ARM template for Data Factory connector in Logic Apps with Managed Identity

Question

I have a Logic App that uses the Azure Data Factory action "Create a pipeline run" that works perfectly.

This is how the Logic App looks like

The authentication method to Azure Data Factory that I use is "System assigned" managed identity.

After creating and testing the Logic App, I now want to create an ARM template to save it in the code repository for deployment, however I'm struggling to get the authentication part of the ARM template to work. I'm not sure how the syntax should be and I don't find anything in the Microsoft documentation.

In the Logic App resource I have added:

  "identity": {
    "type": "SystemAssigned"
  }

This is how the connections part of the Logic app resource looks like:

      "$connections": {
        "value": {
          "azuredatafactory": {
            "connectionId": "[parameters('connections_azuredatafactory_externalid')]",
            "connectionName": "[parameters('connections_azuredatafactory_name')]",
            "connectionProperties": {
              "authentication": {
                "type": "ManagedServiceIdentity"
              }
            },
            "id": "[concat('/subscriptions/', subscription().subscriptionId, '/providers/Microsoft.Web/locations/francecentral/managedApis/azuredatafactory')]"
          }
        }
      }

And this is how the connector resource look like (I think I'm missing something here (?)):

{
  "type": "Microsoft.Web/connections",
  "apiVersion": "2016-06-01",
  "name": "[parameters('connections_azuredatafactory_name')]",
  "location": "francecentral",
  "kind": "V1",
  "properties": {
    "displayName": "[parameters('connections_azuredatafactory_displayname')]",
    "alternativeParameterValues": {},
    "parameterValueSet": {
      "name": "managedIdentityAuth",
      "values": {}
    },
    "statuses": [
      {
        "status": "Ready"
      }
    ],
    "api": {
      "id": "[concat('/subscriptions/', subscription().subscriptionId, '/providers/Microsoft.Web/locations/francecentral/managedApis/azuredatafactory')]"
    }
  }
}

The error message I get when trying to deploy this through Visual studio 2022 is:

Template deployment returned the following errors: Resource Microsoft.Logic/workflows 'logic-d365-dwh-01-ip-dev-rxlse' failed with message '{ "error": { "code": "WorkflowManagedIdentityConfigurationInvalid", "message": "The workflow connection parameter 'azuredatafactory' is not valid. The API connection 'azuredatafactory' is not configured to support managed identity." } }'

Anyone who knows what the problem could be?

Answer 1

1)I have created azure logic App with 3 actions (http request, create ADF pipeline, response).

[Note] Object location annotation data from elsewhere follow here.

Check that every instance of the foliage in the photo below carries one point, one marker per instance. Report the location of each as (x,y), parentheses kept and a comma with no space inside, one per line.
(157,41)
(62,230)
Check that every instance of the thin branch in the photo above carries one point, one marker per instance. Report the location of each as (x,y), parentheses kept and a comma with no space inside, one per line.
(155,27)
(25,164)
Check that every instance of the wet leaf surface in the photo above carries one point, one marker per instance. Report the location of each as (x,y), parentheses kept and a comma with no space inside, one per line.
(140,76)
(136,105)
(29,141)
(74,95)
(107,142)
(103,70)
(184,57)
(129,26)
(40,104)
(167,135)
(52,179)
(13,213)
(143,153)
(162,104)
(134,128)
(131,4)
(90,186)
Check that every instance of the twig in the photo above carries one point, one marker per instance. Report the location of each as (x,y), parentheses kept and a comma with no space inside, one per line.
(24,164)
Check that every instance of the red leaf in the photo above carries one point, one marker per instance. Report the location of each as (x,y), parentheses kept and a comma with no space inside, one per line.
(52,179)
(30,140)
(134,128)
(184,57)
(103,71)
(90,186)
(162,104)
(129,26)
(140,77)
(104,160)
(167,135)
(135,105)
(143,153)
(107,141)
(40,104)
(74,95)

Here is the reference image:

2)Then to connect to ADF used system assigned managed identity & I have given access for logic App to create pipeline in ADF.

Here is the reference image:

3. Then I have tested in portal & it is succussed

4. Then I have exported ARM Template & downloaded.

5. Then in visual studio I have created new project of type Azure resource group then I have edited logicapp.json & logic app parameters file based on template.

6. Then I have deployed it and it is succussed.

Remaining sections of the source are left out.